Paulet Naquila, Philippines
Paulet Naquila, a post-anesthesia care unit nurse, came to the U.S. in 2014 and began practicing nursing at a hospital in Arkansas, and later as a travel nurse. But the road to her nursing education and career began long before, in her native Danao City, Cebu, Philippines.
Naquila graduated with a degree in biology in 1980 and went on to complete three years of medical school, with the support of her father. As she neared her residency, her father unexpectedly fell ill and was in need of open-heart surgery. She wanted to be there for her father, and she didn’t want to have to rely on extended family for financial support. So, she planned to leave her medical studies.
“My father was desperate, he really wanted me to continue my studies,” says Naquila. “I’ve always been religious and believed in divine intervention. I prayed, and it just so happened I met a woman who introduced me to a Catholic priest who had friends in Japan who sent women to school for free. To this day, I’ve never known who sent me to school. I heard the name Sister Monique — she was the one who covered my tuition fee to help me complete my medical training.”

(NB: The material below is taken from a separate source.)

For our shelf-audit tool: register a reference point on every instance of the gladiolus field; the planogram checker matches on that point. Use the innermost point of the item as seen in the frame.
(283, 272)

Naquila embraces her culture and the influence it has on the way she practices medicine, and has seen how it helps her excel in her career in the U.S.
“In the Philippines, we are taught to attend to and take care of our patients just like a member of the family,” says Naquila. “When I was a clinical instructor, I always told my students that they need empathy. It’s remembering that your patient is a human being just like you. Back in the Philippines, because of limitations, we may have been more delayed when it came to medical technology or certain skills. But we always pour our hearts into what we do for our patients, and that’s what patients see.”